The winning flower was a pure white specimen with subtle shades of cream fading in toward the base of each petal. In the photo McCracken shared with The Mountaineer, the flower wears its blue ribbon like an Olympian wears a gold medal. The caption read “that’s first place, babe.” And McCracken included the fingernail painting emoji in that caption too, just for good measure.
Lost in the rows
Every now and then, somebody from McCracken and Seay’s growing online circle of dahlia friends will make a pilgrimage to Clyde to take a peek at the flowers. And not just Western North Carolina folks. Some are coming from out of state.
“It’s joy.
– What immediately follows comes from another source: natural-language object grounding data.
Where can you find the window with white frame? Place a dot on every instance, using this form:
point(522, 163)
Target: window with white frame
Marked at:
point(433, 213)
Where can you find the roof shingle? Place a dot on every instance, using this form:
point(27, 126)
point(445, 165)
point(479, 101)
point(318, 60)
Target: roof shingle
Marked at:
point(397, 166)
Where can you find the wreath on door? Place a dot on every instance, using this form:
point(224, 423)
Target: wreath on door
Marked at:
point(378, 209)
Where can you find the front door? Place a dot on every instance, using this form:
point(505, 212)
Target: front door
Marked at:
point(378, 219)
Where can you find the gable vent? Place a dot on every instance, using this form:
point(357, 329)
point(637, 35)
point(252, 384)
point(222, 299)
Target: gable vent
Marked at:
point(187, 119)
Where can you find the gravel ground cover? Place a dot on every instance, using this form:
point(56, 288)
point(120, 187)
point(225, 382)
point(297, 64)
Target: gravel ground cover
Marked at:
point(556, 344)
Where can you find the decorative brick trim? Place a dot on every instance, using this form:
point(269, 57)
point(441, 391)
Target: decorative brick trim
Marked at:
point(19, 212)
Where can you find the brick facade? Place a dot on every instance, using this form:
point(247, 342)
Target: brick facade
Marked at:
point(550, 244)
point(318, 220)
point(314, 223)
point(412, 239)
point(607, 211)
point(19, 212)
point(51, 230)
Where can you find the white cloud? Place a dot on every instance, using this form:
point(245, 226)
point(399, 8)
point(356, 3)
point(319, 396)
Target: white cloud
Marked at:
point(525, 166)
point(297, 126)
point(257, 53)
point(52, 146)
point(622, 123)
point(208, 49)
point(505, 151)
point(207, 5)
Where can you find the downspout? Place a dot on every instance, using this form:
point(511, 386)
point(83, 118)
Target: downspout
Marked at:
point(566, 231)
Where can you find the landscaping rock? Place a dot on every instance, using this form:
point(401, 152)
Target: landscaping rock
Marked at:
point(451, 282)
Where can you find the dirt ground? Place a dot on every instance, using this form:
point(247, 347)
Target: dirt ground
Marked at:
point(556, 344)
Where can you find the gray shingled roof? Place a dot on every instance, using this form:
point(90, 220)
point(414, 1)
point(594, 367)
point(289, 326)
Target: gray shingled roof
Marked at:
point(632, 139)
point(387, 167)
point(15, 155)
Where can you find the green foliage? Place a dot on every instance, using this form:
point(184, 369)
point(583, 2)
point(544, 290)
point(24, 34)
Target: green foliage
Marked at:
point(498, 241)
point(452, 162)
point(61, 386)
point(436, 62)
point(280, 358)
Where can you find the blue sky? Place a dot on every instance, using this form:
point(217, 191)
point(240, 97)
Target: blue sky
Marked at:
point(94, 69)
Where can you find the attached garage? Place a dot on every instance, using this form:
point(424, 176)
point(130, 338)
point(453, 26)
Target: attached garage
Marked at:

It’s sheer joy,” Seay said. You’re able to take a few minutes just to watch people have a great time. Watch people have fun, watch people enjoy beauty, being out here in the sunshine with the bees.”
“Everybody that comes here is happy,” McCracken said, echoing her friend. “They’re not upset about nothing. They’re not mad about anything. They love wandering around and getting lost in them.”
That’s how both McCracken and Seay recommend enjoying their forest —by immersion. Stepping between the rows, carefully moving aside the fragile, hollow stems, it doesn’t take long to lose sight of McCracken’s tidy little house.
Inside the garden, things are not tidy. It’s slightly too warm under the late-summer sun, a claustrophobic blending of shades and tints and inebriated bees bumping about. The experience is made all the more notable by the lack of flowery fragrance.
Most dahlias don’t have a noticeable scent. They are bright and unabashedly ostentatious. That’s all they need to be to attract pollinators to their doorstep.
In the absence of perfume, the olfactory experience is simple and powerfully earthy. The smell of things growing. A green and brown smell, as mild as sunshine on a leaf.
And underneath that, rising from the soil, just the faintest hint of river water — ever-present.